Like many black families during the Second Great Migration, Mr. Wynn’s parents came to Los Angeles in the 1950s, seeking an escape from segregation and a path to a middle class life.


“Better life, job opportunities,” Mr Wynn said. “At that time California was booming. It was, ‘Go West.’”


But his family arrived in Los Angeles at a time of discrimination in housing and mortgage lending, which largely restricted black families to certain neighborhoods in South Los Angeles.


Through a practice known as redlining, real estate agents and lenders marked these neighborhoods as areas undesirable for investment, preventing residents from obtaining home loans.


By 1970, three-quarters of Los Angeles County’s black population lived in just two dozen neighborhoods in South L.A. That concentration made the area a center of black culture and the site of a burgeoning black middle class.


When manufacturing jobs declined in the 1980s, black unemployment nearly doubled. Drugs and gangs ravaged the neighborhoods, kicking off a period of black flight. Harsh policing and high incarceration hollowed out the community.


In the 1990s, Latinos started moving to the area and the cost of living rose. Black residents moved to Inglewood and the Crenshaw corridor, or out of the county entirely.

These maps show the loss of majority-black neighborhoods in Los Angeles County over the last 50 years.


By 2000, South L.A. had a new racial makeup.
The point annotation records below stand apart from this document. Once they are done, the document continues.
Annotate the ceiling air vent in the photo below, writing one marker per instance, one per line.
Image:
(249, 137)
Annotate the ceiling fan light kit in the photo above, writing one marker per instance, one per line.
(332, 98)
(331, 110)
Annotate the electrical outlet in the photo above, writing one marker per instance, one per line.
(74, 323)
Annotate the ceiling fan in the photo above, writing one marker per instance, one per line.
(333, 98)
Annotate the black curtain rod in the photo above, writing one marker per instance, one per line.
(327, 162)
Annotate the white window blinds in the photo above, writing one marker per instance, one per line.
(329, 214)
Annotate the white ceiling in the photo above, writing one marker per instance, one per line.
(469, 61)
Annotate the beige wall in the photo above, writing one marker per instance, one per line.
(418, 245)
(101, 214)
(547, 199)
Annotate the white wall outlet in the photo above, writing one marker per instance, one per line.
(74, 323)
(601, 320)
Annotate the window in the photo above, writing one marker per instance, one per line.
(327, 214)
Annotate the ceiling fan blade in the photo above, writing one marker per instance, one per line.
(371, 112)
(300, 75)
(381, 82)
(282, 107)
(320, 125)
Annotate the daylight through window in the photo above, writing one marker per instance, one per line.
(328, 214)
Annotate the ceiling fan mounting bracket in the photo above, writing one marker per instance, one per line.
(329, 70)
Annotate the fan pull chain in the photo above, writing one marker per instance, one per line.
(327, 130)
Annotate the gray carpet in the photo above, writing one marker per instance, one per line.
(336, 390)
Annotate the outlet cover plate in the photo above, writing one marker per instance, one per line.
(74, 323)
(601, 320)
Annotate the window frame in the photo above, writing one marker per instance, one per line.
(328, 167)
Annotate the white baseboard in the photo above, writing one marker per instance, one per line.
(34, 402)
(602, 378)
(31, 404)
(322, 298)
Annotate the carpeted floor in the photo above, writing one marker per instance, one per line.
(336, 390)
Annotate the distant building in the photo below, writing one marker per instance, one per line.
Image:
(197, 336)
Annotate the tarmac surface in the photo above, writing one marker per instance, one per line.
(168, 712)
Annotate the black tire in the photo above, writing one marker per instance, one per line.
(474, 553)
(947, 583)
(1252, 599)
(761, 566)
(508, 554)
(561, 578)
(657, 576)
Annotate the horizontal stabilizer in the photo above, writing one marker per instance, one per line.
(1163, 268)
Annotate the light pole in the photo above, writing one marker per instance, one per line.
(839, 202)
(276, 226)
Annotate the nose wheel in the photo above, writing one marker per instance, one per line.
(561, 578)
Once predominantly black spaces were now majority Latino, and the black residents who remained were among the city’s poorest. The Great Recession hit them the hardest while the recovery offered them the least. About a third of South L.A.’s black residents now live in poverty.


“It has been a vicious barrage of public and private policies and actions that have placed and will continue to place black individuals and families into a downward spiral into poverty,” said Chancela Al-Mansour, the director of a local housing advocacy group.

And the poor are least able to cope with L.A.’s skyrocketing housing costs. As rents rise across the county, they are rising faster in South L.A. Black households there have a particularly hard time affording rent.


Across the county, a third of black households experience severe rent burdens, with their housing costs equaling half or more of their income.


In South L.A., the share of black households experiencing severe rent burdens is about 50 percent.


South L.A. — once the heart of the city’s black life — is now the epicenter of housing instability for black Angelenos. It is where black residents are most at risk of falling into homelessness.


Latinos in the area do not experience homelessness at nearly the same rate as African-Americans. Experts cite a variety of reasons. Rates of homelessness among white Angelenos are similar to those of Latinos, at about one in 100 residents. Asians and Pacific Islanders in Los Angeles experience homelessness at even lower rates.